Страница 15 из 20
Вершины кедров точно застыли.
Играет бриллиантами зимнее солнце в куржаке на ветвях берез и арках ольх и щедро льет холодные лучи на девственно чистый, снежный покров лесных полян.
Морозит.
Тихо.
Поскрипывают лишь легкие лыжи где-то у подножья лесных гигантов.
То идет на охоту охотник, ясачный черневой татарин[15] Ахъямка.
Идет и гнусаво тянет себе под нос:
— Уй-я-а, уй-я, гора какой долгой, лес кругом далеко пошел… Уй-я-а…
Поднимается на безлесные хребты, окидывает равнодушным взглядом широко раскинувшиеся, залитые солнцем таежные горы и подернутые голубой дымкой дали, потом поправляет путы лыж и, сообразив направление, катится на своих быстрых «камасных» лыжах с кручи.
Гибкий «каек» взрывает снег. В ушах свистит ветер, а навстречу бежит бор — сплошная темная заросль вековых гигантов и поглощает Ахъямку огромной черной пастью.
Ахъямка весел.
После долгих ухаживаний и неудачных попыток ему удалось сегодня утром поймать Лушку в охапку, прижать ее к себе и поцеловать.

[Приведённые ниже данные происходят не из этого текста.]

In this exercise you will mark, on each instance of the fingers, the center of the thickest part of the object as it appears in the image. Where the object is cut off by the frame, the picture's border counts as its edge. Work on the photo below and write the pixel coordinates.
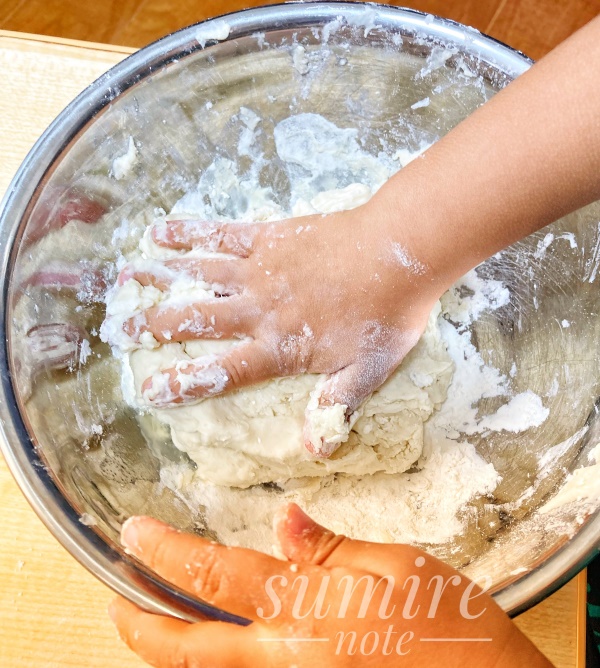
(234, 238)
(224, 275)
(232, 579)
(301, 539)
(209, 375)
(226, 317)
(165, 642)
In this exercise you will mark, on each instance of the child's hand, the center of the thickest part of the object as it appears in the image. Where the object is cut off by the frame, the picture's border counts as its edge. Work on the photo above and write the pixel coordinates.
(331, 295)
(304, 612)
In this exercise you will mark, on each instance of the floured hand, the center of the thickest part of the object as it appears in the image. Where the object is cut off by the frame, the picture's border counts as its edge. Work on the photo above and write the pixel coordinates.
(337, 602)
(319, 294)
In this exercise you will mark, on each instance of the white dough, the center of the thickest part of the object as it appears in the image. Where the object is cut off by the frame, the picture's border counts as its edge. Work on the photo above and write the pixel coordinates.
(256, 434)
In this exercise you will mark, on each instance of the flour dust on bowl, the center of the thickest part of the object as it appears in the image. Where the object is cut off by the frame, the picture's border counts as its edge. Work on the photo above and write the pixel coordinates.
(482, 449)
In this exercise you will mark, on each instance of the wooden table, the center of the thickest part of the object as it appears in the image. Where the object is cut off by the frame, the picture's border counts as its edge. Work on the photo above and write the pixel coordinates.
(52, 611)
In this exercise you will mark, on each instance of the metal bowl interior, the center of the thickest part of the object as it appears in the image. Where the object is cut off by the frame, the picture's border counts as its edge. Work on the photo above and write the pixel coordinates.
(180, 100)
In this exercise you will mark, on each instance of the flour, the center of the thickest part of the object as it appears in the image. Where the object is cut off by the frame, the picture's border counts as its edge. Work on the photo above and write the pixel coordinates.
(404, 471)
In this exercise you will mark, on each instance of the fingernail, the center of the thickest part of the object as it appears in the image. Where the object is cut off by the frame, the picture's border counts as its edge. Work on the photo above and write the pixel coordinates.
(112, 610)
(130, 536)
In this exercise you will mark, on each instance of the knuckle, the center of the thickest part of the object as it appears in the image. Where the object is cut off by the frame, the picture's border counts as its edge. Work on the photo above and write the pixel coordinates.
(158, 553)
(236, 369)
(174, 656)
(207, 575)
(324, 548)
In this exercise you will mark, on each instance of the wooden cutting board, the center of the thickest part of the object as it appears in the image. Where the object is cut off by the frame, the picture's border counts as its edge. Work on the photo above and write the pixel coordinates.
(52, 611)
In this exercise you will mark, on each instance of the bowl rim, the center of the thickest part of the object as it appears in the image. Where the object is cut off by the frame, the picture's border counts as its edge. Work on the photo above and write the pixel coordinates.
(123, 574)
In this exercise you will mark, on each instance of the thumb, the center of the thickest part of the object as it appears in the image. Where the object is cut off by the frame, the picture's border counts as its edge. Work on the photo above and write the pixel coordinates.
(334, 404)
(300, 538)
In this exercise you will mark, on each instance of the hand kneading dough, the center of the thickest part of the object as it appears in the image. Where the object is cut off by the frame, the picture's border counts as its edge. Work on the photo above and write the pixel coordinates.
(254, 435)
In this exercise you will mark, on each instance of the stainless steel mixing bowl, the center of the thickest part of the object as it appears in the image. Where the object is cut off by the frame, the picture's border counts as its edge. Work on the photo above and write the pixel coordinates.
(73, 445)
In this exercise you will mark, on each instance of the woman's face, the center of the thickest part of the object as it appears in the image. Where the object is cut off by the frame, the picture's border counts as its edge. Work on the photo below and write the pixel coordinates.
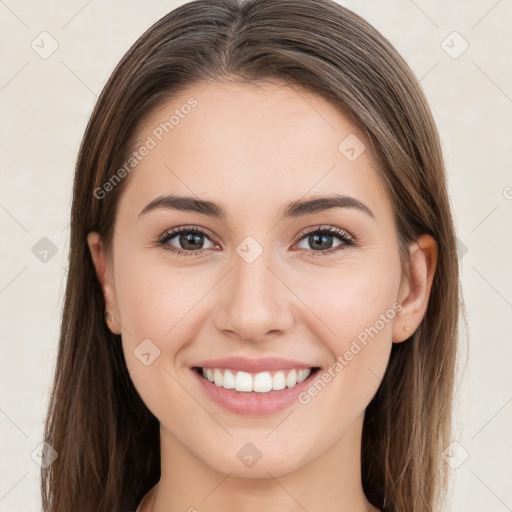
(264, 278)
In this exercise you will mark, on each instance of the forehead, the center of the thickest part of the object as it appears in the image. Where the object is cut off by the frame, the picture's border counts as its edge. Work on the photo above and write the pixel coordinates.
(253, 148)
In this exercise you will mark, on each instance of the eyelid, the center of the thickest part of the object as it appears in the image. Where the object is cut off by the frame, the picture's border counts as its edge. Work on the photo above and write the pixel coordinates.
(347, 239)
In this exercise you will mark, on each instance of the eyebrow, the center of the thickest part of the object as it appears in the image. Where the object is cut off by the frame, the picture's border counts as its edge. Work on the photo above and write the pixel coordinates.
(294, 209)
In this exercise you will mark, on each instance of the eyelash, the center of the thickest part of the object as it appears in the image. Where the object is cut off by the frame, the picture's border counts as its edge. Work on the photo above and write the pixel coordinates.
(348, 241)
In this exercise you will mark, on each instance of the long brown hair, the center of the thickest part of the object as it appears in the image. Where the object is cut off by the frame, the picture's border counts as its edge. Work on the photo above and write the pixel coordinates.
(106, 439)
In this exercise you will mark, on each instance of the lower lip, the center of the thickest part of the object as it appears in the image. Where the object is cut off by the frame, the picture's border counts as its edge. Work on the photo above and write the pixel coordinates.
(253, 404)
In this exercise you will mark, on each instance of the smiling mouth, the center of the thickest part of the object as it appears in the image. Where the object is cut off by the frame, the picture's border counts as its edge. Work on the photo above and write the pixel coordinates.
(261, 382)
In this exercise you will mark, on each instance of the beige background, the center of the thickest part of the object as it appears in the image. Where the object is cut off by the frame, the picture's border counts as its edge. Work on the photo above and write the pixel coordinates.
(45, 104)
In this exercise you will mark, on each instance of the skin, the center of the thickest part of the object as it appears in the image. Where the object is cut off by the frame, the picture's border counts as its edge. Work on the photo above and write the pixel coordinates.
(254, 149)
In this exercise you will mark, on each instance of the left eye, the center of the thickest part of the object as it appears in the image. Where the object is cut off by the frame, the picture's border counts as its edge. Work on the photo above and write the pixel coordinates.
(321, 240)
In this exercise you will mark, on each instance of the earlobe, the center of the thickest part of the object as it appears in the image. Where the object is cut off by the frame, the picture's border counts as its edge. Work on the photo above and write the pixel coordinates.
(100, 262)
(416, 288)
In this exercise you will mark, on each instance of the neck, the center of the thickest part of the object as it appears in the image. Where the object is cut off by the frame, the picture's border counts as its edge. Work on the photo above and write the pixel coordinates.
(329, 483)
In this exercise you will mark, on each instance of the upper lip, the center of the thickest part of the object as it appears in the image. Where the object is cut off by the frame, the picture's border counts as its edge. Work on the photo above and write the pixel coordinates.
(254, 365)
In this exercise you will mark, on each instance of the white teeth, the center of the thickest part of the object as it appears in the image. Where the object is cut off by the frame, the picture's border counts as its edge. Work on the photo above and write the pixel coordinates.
(291, 379)
(229, 380)
(262, 382)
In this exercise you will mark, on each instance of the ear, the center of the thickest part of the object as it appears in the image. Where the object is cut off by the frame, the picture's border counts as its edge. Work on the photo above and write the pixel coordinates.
(415, 290)
(103, 272)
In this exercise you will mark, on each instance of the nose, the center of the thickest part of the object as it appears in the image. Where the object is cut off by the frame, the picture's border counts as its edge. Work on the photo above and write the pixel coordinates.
(254, 301)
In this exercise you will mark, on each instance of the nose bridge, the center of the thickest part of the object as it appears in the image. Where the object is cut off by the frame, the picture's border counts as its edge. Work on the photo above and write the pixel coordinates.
(254, 300)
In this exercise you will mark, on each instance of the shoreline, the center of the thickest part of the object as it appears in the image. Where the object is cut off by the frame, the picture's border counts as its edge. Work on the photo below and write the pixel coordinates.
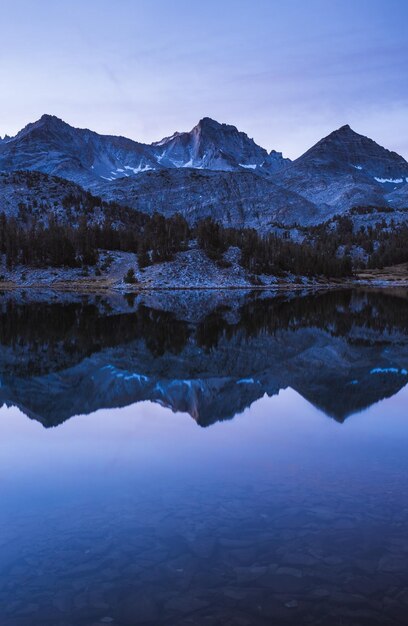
(84, 286)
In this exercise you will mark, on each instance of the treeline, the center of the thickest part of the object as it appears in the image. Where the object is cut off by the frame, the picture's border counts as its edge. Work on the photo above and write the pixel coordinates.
(373, 246)
(56, 244)
(270, 254)
(72, 233)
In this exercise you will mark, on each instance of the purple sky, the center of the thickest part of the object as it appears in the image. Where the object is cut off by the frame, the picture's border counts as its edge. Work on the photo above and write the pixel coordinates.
(287, 73)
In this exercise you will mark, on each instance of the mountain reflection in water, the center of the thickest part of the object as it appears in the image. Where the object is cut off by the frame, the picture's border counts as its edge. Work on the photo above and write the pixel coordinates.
(342, 351)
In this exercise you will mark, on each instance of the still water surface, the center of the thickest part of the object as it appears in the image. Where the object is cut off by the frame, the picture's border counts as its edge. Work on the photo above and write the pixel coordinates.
(255, 472)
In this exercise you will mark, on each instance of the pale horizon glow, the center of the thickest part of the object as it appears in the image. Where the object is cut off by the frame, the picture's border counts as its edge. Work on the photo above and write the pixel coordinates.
(287, 74)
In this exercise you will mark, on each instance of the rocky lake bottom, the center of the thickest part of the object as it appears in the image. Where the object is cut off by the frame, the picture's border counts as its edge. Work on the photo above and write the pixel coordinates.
(237, 474)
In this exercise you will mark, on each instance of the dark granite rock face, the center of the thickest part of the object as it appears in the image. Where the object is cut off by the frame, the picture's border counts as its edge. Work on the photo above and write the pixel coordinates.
(51, 146)
(343, 170)
(215, 170)
(214, 146)
(240, 199)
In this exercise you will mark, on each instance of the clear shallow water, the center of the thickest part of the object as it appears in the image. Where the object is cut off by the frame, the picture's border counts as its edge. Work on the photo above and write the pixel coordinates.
(280, 514)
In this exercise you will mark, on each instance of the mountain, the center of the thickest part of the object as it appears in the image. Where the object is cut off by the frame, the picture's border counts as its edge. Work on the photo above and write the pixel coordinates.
(215, 170)
(343, 170)
(214, 146)
(51, 146)
(239, 199)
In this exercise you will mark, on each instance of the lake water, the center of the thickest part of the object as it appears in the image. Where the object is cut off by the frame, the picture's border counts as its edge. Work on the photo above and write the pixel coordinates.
(204, 458)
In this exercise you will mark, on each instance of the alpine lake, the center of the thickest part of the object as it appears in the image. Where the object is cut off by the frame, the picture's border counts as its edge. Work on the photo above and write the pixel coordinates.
(204, 458)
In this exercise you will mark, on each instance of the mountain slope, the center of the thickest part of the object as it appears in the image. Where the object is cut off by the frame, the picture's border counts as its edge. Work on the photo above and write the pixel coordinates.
(240, 199)
(214, 146)
(51, 146)
(343, 170)
(54, 147)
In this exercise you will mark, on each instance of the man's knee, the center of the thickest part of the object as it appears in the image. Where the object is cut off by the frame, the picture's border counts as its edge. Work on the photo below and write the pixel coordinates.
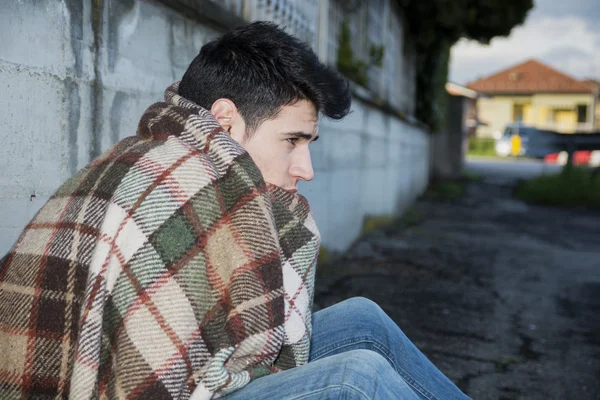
(367, 363)
(364, 307)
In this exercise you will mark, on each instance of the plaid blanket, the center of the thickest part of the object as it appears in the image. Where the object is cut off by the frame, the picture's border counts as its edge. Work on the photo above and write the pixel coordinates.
(166, 268)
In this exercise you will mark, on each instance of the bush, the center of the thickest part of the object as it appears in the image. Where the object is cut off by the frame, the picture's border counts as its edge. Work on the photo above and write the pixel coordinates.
(482, 147)
(572, 187)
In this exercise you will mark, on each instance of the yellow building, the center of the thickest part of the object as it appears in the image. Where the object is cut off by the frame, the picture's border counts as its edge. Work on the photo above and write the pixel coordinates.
(536, 95)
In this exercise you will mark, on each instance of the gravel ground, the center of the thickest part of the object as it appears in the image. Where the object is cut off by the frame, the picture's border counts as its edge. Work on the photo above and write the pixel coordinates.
(502, 296)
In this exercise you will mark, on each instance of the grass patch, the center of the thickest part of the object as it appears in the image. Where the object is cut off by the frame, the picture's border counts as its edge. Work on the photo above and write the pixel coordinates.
(572, 187)
(482, 147)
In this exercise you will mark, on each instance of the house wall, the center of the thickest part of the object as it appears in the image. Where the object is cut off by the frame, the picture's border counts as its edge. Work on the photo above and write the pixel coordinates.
(546, 111)
(77, 75)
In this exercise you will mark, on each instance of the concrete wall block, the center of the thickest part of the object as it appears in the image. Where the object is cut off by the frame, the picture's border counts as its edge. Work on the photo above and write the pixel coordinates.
(373, 191)
(375, 152)
(355, 121)
(34, 153)
(394, 154)
(147, 46)
(346, 150)
(318, 194)
(376, 123)
(320, 150)
(345, 202)
(15, 214)
(27, 25)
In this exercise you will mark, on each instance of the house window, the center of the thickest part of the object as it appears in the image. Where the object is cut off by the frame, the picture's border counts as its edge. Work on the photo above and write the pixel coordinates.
(581, 113)
(518, 113)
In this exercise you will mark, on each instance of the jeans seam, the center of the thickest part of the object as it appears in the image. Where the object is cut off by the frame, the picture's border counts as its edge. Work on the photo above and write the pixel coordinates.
(336, 386)
(387, 354)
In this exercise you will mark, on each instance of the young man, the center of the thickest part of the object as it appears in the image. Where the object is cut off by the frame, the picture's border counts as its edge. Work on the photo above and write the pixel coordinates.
(181, 262)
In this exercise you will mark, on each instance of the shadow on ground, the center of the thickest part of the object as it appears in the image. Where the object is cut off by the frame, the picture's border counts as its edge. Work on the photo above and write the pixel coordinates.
(502, 296)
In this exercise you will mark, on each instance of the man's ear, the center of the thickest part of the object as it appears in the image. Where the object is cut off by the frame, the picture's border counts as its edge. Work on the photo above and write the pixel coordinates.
(223, 110)
(226, 113)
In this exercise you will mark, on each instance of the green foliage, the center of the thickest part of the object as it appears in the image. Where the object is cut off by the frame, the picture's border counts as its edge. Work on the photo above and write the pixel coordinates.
(376, 55)
(482, 147)
(351, 67)
(435, 25)
(573, 187)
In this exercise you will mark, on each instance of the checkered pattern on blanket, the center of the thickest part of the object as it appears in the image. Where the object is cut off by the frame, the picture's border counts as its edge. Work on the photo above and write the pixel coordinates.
(165, 266)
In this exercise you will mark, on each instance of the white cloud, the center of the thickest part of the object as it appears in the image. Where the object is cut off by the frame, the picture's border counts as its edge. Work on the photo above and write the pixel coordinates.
(570, 44)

Лушка — девка лет тридцати, приехавшая недавно в стряпки к управляющему прииском, — была толстая, некрасивая и рябая. Но она как-то сразу победила двадцатилетнее Ахъямкино сердце. Ахъямка стал особенно часто ходить на охоту и почти всю битую птицу нес на кухню управляющего.
Там он подолгу сидел в углу у двери и смотрел на Лукерью, как она, высоко подтыкав юбку, мыла кухню или, засучив рукава кофты и обнажив пухлые белые руки, стряпала управляющему вкусные блюда.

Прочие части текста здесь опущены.